Foreign policy analysts generally believe an immediate terrorist threat from Afghanistan is relatively low. The 2001 U.S. invasion decimated al Qaeda, and the subsequent 20-year military presence kept the group from fully reforming. Still, jihadi fighters are scattered throughout the country.
ISIS-K is a potentially destabilizing force inside Afghanistan, but the group has limited capability to conduct attacks elsewhere in the Middle East or Asia, let alone Europe or the U.S., specialists say. The group was responsible for a terrorist attack at the Kabul airport in late August that killed 13 U.S. service members.
The Taliban considers ISIS-K an enemy and has vowed to clamp down on it. It appears unlikely that ISIS-K will control any significant amount of Afghan territory in the near future.
‘High degree of uncertainty’
The long-term forecasts are much murkier. Analysts have doubts about the Taliban‘s willingness or capability to keep al Qaeda in check or to prevent ISIS-K from attracting recruits and spreading its violent ideology across the country.
Those questions and a host of others make it difficult to project the danger to the U.S. and its interests under the second round of Taliban rule.
“There is disagreement on this question. What I would stress is there’s a high degree of uncertainty about this, and as a result, if you’re in the defense world, you plan for the more worrisome cases,” said Daniel Byman, a senior fellow in the Center for Middle East Policy at the Brookings Institution.
“The bad news is they’ve had 20 years to cut ties to al Qaeda and they haven’t,” Mr. Byman told The Times. “They’ve had a lot of good reasons to do that, and they haven’t done it. It’s not like today they’re going to see the light. The question is whether they will allow [al Qaeda] to do international terror attacks from Afghanistan. … It’s possible they will be pretty careful because they paid a heavy price the last time they allowed al Qaeda to have free rein.”
The U.S. isn’t the only nation skeptical of the Taliban‘s promises against terrorism. Even Russia has said it will not officially recognize the Taliban government in Afghanistan until it proves it will abide by the guarantees it has made.
“Official recognition of the Taliban is not under discussion for now,” Russian Foreign Minister Sergey Lavrov told reporters this week during a multinational meeting with Taliban leaders in Moscow. The Kremlin’s priorities appear to be to make sure Islamist terrorism in Afghanistan isn’t imported to Russia and that the current crisis in Afghanistan doesn’t spill over to Central Asian states that Moscow considers part of its security zone of influence.
“Like most of the other influential countries in the region, we are in contact with them,” Mr.
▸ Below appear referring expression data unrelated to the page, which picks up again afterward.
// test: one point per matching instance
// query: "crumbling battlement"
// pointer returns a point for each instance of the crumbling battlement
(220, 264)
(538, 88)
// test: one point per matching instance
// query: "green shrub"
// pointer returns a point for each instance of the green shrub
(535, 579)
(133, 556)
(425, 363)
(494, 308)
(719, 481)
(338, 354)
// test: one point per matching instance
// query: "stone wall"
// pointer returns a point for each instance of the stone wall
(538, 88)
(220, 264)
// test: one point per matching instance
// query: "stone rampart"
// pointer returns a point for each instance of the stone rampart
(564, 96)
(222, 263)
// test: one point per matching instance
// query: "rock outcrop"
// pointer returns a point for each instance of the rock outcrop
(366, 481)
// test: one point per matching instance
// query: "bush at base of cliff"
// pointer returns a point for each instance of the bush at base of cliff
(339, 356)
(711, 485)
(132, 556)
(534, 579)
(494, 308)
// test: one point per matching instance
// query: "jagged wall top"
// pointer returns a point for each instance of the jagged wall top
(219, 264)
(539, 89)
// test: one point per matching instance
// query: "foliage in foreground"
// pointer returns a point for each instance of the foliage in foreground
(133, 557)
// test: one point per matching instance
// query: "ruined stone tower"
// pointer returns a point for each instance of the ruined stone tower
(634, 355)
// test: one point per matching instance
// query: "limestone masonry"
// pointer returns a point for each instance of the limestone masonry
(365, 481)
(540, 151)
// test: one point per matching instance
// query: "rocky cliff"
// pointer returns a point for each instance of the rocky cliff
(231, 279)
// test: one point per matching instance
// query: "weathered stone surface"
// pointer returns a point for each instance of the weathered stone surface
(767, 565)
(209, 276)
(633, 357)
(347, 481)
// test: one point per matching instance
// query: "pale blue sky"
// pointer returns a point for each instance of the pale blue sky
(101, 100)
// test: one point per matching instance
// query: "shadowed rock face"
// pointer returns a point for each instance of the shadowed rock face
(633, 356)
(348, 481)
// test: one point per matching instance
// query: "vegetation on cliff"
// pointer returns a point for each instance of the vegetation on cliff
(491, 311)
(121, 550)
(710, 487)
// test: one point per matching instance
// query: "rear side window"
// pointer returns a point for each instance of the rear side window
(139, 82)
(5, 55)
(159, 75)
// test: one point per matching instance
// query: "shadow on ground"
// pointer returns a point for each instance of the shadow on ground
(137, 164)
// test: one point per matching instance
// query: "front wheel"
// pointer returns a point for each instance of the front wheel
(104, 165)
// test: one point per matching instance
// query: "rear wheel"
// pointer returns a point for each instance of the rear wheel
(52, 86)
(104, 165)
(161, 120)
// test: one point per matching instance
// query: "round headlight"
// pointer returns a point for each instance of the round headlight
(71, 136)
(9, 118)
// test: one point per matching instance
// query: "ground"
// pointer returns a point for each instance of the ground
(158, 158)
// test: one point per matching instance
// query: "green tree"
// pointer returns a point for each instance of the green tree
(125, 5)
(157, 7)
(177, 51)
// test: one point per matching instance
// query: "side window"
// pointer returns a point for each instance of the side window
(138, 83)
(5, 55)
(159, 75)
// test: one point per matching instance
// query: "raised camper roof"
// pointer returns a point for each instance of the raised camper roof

Lavrov said of the Taliban. “We are prodding them to fulfill the promises they made when they came to power.”
U.S. officials have been reticent about long-term counterterrorism options beyond over-the-horizon strike capabilities, but they have confirmed that the Pentagon has talked with Russian military leaders about basing U.S. counterterrorism assets at Russian facilities near Afghanistan.
Defense Secretary Lloyd Austin confirmed before Congress late last month that Gen. Mark A. Milley, chairman of the Joint Chiefs of Staff, sought more detail from Moscow about a potential offer.
“I can assure you we are not seeking Russia‘s permission to do anything, but I believe … [Gen. Milley] asked for clarification [about] what that offer was,” Mr. Austin said.
The Taliban “would be a terrible partner in the fight against ISIS. They simply don’t have the capabilities to apply pressure to ISIS, and they won’t give us the access we’d need to do it ourselves,” Mr. Sales said. “They don’t bring a lot to the table in terms of the counterterrorism fight against ISIS.”